Running Count

  • I'm trying to get a running count of the rows in this table so that rows that have the same id also have the same rnk

    create table #tester (id int, rnk int)

    insert into #tester

    select 165935,1

    UNION

    select 165935,2

    UNION

    select 100266,3

    UNION

    select 100114,4

    UNION

    select 100641,5

    UNION

    select 105524,6

    UNION

    select 100481,7

    UNION

    select 100306,8

    UNION

    select 100160,9

    UNION

    select 100703,10

    UNION

    select 100158,11

    UNION

    select 100761,12

    UNION

    select 100072,13

    UNION

    select 100577,14

    UNION

    select 100550,15

    UNION

    select 100086,16

    UNION

    select 100513,17

    UNION

    select 100556,18

    UNION

    select 100676,19

    UNION

    select 100092,20

    UNION

    select 100092,21

    UNION

    select 100578,22

    UNION

    select 107756,23

    UNION

    select 105891,24

    UNION

    select 100394,25

    UNION

    select 114872,26

    select *

    from #tester

    order by rnk

    I'm trying to get the results to be

    ID rnk

    165935 1

    165935 1

    100266 2

    100114 3

    100641 4

    105524 5

    100481 6

    ...............

    100092 19

    100092 19

    100578 20

    I haven't had much success figuring this out hopefully someone can point me in the right direction.

    Thanks

  • This may help in getting you started in the right direction:

    select *, DENSE_RANK() over(order by id) DRank

    from #tester

    The rnk column is not even needed.
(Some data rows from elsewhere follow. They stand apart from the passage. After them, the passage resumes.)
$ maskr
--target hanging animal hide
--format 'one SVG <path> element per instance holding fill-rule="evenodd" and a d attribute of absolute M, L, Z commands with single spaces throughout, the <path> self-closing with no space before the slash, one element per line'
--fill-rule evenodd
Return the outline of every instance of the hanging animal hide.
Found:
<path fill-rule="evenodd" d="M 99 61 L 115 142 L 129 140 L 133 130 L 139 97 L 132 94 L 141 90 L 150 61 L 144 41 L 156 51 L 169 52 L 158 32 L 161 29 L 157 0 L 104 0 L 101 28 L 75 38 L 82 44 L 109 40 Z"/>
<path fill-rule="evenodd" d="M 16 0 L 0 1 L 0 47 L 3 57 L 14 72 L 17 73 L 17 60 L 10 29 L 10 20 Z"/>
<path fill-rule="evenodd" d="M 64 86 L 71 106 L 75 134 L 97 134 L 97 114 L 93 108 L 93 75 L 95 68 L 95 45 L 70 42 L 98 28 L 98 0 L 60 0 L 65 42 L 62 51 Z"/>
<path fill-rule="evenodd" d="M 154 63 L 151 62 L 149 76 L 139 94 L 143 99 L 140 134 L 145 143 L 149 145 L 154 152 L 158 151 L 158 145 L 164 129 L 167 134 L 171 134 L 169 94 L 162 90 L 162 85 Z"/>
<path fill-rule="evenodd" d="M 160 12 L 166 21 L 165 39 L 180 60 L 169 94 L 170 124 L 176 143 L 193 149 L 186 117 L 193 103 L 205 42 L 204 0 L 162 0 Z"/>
In can be generated at any time.

    HTH.

    __________________________________________________________________________________________________________
    How to Post to get the most: http://www.sqlservercentral.com/articles/Best+Practices/61537/

  • I want to keep the existing rnk order, so that both rows 165935 are first and 100266 is second and so on. Your query doesn't do that.

    1659351

    1659351

    1002662

    .................

  • There should be a way to do this without these self-joins but I can't figure it out. That said, this will do the trick:

    WITH distinct_ids AS

    (

    select DISTINCT t1.id, MAX(t2.rnk) OVER (PARTITION BY t1.id) AS rnk

    from #tester t1

    JOIN #tester t2 ON t1.id=t2.id

    )

    SELECT x.id, DENSE_RANK() OVER (ORDER BY x.rnk) AS d_rank

    FROM distinct_ids x

    JOIN #tester t ON x.id=t.id

    ORDER BY d_rank;

    "I cant stress enough the importance of switching from a sequential files mindset to set-based thinking. After you make the switch, you can spend your time tuning and optimizing your queries instead of maintaining lengthy, poor-performing code."

    -- Itzik Ben-Gan 2001

  • You could do this

    select id, rnk, DENSE_RANK() over(order by mrnk, id) DRank

    from (select *, min(rnk) over (partition by id) mRank from #tester) a

    order by rnk;

  • A different approach:

    WITH DistinctIds AS(

    select id, MIN( rnk) rnk

    from #tester

    group by id

    ),

    Counts AS(

    select id, ROW_NUMBER() OVER( ORDER BY rnk) newrank

    FROM DistinctIds

    )

    SELECT t.*, c.newrank

    FROM #tester t

    JOIN Counts c ON t.id = c.id

    ORDER BY newrank;

    Luis C.
    General Disclaimer:
    Are you seriously taking the advice and code from someone from the internet without testing it? Do you at least understand it? Or can it easily kill your server?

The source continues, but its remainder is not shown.